• Ricardo Bonacorci

Livros: A Obscena Senhora D – A novela ousada de Hilda Hilst


Neste final de semana, li “A Obscena Senhora D” (Globo), uma das novelas mais ousadas de Hilda Hilst. Escritora polêmica, instigante e à frente do seu tempo, Hilst se notabilizou pela produção poética. Versátil, ela escreveu também prosa, dramaturgia e crônica. Em vida, sua obra sempre ficou meio que à margem, um tanto ignorada pelo público leitor e desprezada pelo mercado editorial. Por muito tempo, a figura excêntrica da autora teve mais destaque na mídia do que seus trabalhos. Por isso mesmo, no ano passado, a FLIP homenageou Hilst e sua literatura. Era o ápice de um processo de retomada/releitura de uma, até então, subvalorizada escritora brasileira da segunda metade do século XX.

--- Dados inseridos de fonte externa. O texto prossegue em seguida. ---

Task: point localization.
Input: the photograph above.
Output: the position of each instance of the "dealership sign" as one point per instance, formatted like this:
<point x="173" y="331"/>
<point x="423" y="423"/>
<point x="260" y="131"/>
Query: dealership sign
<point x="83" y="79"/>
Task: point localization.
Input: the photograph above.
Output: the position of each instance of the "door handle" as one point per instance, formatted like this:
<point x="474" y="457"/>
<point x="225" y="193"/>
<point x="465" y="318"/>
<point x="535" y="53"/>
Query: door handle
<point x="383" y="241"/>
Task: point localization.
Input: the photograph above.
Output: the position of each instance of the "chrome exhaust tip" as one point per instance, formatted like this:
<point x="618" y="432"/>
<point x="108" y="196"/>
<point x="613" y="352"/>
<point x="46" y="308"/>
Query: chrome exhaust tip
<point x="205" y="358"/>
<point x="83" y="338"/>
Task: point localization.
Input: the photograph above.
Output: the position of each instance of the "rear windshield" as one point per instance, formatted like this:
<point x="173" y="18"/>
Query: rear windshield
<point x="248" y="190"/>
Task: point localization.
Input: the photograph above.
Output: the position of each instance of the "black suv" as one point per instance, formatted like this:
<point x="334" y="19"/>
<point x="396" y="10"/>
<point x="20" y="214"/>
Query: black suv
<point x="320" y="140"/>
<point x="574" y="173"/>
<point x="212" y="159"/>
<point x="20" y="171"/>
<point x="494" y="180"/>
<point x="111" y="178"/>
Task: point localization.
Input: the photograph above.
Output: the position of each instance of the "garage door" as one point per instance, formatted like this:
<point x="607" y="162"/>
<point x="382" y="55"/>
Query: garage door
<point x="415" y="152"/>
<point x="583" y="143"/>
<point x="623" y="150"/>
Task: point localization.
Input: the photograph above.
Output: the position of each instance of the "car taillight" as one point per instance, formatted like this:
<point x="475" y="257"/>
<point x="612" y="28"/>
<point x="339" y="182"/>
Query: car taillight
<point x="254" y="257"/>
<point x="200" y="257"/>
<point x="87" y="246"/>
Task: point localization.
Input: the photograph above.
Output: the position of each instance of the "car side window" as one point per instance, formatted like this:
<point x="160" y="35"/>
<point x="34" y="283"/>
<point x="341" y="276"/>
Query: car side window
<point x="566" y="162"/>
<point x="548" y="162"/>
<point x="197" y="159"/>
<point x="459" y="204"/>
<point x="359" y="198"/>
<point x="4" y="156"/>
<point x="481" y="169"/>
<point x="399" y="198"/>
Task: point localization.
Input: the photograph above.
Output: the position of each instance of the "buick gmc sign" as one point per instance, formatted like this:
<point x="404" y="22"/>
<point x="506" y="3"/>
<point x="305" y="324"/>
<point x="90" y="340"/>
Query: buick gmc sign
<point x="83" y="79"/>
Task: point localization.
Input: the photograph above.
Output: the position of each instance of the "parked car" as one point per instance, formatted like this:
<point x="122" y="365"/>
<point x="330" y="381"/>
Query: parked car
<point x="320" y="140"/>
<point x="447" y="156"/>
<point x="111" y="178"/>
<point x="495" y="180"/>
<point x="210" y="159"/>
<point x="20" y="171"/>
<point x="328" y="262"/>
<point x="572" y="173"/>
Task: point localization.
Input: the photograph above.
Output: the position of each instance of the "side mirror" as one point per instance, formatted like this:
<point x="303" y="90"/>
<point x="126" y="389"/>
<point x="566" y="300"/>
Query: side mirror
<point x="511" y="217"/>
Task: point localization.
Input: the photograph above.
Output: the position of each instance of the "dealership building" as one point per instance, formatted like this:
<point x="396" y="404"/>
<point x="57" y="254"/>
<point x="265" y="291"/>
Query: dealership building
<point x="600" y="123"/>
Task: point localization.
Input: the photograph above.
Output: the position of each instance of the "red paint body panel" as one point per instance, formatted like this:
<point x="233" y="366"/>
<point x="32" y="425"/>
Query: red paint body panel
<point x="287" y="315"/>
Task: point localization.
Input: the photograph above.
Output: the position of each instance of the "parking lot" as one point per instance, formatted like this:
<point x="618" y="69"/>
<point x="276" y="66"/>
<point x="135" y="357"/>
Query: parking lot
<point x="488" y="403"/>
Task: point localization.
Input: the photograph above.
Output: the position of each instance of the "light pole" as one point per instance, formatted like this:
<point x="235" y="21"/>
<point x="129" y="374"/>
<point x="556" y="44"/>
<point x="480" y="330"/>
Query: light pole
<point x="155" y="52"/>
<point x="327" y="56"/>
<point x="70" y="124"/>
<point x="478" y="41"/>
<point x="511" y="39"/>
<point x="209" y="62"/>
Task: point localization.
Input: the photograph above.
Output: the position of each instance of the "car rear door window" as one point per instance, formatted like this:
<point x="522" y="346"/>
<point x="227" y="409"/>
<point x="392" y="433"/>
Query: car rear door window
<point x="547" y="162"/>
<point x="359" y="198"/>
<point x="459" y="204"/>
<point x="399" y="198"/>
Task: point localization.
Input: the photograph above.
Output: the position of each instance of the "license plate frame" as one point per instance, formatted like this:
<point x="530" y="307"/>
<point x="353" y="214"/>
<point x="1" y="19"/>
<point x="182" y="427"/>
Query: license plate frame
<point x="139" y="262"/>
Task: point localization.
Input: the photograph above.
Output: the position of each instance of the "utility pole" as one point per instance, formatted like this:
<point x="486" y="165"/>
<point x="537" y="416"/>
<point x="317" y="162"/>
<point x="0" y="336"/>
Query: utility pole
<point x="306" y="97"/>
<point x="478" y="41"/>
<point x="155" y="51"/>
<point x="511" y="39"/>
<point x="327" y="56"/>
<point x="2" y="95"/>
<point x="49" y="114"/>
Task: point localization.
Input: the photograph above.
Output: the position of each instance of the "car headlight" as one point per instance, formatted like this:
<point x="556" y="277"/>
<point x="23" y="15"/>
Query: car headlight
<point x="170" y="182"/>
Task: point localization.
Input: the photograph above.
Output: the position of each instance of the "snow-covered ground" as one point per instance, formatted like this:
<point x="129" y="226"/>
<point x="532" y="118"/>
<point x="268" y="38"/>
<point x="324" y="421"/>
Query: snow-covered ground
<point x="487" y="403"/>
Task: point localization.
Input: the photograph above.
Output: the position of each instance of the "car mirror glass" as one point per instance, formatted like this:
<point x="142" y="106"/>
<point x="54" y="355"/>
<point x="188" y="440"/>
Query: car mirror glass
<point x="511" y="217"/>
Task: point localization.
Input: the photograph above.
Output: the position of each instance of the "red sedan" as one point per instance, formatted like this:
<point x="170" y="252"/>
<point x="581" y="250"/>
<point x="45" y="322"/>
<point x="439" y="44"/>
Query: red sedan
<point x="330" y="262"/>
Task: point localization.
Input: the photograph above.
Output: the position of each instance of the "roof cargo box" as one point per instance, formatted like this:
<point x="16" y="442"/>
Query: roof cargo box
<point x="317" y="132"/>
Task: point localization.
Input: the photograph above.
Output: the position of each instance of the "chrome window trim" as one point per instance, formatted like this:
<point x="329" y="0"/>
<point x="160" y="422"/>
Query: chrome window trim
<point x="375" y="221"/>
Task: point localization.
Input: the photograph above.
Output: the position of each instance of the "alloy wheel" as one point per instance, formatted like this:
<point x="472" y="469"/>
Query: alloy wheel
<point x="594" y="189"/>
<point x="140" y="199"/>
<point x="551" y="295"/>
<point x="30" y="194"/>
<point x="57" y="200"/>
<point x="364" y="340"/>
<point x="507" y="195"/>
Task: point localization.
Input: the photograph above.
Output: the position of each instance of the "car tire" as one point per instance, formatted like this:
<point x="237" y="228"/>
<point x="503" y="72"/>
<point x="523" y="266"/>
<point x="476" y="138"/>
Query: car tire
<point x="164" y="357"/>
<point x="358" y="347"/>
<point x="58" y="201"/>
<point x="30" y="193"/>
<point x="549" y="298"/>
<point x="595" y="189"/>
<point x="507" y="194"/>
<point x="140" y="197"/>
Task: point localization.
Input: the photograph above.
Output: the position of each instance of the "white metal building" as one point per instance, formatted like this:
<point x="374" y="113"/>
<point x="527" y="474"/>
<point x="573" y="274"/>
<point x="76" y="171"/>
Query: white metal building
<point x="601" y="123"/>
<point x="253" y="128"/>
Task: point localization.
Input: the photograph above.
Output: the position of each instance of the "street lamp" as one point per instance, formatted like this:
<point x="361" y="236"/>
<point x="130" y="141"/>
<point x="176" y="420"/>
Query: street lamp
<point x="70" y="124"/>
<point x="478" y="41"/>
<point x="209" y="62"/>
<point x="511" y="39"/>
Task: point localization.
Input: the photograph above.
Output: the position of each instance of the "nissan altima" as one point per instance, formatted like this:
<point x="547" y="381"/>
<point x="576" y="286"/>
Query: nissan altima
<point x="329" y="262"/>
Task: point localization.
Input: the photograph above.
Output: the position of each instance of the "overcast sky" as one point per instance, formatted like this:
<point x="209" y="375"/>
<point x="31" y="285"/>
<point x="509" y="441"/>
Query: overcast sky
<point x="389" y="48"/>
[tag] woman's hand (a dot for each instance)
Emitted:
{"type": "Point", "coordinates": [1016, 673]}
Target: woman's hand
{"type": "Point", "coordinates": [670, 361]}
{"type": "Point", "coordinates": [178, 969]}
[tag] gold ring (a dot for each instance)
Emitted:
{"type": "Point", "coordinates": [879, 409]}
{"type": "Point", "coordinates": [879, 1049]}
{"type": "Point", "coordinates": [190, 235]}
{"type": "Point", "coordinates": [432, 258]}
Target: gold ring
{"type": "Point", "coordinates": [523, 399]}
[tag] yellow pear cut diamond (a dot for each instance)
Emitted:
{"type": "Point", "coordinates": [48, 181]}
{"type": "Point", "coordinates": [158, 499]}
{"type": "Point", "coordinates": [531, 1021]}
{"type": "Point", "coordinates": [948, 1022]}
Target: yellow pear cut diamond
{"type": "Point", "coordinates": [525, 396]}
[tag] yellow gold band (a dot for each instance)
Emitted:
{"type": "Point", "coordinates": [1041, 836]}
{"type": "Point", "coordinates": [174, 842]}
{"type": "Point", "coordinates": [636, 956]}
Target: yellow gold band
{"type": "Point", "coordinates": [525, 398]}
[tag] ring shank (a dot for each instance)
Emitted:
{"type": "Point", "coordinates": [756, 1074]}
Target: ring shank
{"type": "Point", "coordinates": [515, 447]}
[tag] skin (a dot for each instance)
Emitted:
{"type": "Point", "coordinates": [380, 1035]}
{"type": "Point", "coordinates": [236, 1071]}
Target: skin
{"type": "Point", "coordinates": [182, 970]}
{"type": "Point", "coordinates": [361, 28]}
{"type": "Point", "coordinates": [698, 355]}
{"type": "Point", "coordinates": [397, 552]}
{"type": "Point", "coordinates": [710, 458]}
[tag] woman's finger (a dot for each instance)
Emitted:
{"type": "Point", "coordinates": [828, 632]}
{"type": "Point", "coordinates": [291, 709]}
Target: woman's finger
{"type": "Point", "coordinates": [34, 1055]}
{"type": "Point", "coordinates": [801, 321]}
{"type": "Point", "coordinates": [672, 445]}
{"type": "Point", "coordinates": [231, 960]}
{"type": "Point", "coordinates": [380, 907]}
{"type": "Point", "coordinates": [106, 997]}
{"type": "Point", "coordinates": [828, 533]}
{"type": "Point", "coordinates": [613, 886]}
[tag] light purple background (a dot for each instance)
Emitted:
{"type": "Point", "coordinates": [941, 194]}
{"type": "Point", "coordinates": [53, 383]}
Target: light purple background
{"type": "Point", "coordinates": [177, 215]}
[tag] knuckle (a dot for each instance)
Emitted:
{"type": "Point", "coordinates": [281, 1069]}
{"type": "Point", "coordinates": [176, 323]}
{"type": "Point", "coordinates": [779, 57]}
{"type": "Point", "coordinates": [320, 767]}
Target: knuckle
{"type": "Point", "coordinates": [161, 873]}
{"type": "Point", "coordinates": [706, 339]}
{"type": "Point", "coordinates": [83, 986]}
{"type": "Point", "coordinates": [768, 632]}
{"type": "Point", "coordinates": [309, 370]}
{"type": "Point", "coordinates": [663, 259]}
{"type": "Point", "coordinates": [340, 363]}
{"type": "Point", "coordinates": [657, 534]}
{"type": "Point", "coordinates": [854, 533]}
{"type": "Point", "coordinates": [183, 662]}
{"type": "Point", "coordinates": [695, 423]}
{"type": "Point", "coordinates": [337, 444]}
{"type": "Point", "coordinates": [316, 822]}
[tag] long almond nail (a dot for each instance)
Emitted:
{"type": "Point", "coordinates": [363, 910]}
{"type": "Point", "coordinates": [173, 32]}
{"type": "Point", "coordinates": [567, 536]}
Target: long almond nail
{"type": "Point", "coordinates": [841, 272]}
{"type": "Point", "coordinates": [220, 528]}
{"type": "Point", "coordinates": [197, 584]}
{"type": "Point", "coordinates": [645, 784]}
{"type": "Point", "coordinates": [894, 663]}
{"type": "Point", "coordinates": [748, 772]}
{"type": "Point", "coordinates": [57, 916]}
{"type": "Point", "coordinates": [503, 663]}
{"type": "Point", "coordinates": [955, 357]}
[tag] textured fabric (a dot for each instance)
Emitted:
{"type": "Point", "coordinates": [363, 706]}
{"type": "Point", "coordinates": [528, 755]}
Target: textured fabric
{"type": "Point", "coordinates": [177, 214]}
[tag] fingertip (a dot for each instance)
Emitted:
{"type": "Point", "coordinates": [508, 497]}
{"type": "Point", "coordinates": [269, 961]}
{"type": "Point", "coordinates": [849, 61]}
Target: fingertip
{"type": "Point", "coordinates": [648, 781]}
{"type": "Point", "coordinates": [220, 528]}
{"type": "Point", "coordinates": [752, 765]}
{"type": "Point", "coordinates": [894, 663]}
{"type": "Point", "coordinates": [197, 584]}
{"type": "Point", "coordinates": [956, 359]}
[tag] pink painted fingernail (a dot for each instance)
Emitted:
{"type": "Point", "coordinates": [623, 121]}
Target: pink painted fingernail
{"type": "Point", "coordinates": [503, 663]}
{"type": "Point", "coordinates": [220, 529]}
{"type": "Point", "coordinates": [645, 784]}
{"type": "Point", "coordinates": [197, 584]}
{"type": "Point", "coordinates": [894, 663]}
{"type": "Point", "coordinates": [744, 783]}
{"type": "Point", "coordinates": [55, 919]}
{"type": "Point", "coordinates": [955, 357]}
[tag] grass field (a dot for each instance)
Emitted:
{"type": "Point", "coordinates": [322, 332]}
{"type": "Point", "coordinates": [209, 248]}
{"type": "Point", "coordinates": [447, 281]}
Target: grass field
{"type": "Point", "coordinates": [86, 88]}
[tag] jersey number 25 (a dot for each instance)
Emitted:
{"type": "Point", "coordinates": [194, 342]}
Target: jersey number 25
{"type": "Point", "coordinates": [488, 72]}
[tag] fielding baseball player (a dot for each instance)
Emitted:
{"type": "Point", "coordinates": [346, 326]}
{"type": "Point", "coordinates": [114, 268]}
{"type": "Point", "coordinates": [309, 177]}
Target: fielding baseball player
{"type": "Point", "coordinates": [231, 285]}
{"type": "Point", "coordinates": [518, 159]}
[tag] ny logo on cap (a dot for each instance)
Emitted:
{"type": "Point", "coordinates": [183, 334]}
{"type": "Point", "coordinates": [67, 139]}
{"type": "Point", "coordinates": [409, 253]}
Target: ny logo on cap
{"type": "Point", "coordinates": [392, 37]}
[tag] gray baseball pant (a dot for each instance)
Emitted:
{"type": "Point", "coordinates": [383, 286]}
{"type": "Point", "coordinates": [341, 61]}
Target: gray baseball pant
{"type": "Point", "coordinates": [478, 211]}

Resolvi ler “A Obscena Senhora D” por indicação da Carol Zuppo Abed, minha ex-professora do Instituto Vera Cruz (beijo, Carolzinha!). No ano passado, quando perguntei se ela tinha algum livro para sugerir para o Talk Show Literário (tenho essa obsessão por questionar meus professores sobre isso), ela foi categórica em apontar a novela de Hilda Hilst como um bom material para ser trabalhado. Assim, hoje, apresento a análise crítica de “A Obscena Senhora D” neste post do Bonas Histórias. E no ano que vem, podem esperar, teremos Hillé, a protagonista desta trama, como uma das entrevistadas de Darico Nobar. O bate-papo com a personagem de Hilst integrará a quarta temporada dos Clássicos Brasileiros do Talk Show Literário.

Escrito em 1981 e publicado em 1982, “A Obscena Senhora D” é a quinta narrativa em prosa da autora. Quando o livro chegou às livrarias brasileiras, Hilda Hilst já tinha 52 anos de idade e mais de 30 de carreira. Era, portanto, alguém em plena maturidade pessoal e profissional. Nesta época, ela tinha se separado a pouco do marido, o escultor Dante Casarini, e havia começado a participar do Programa do Artista Residente na UNICAMP.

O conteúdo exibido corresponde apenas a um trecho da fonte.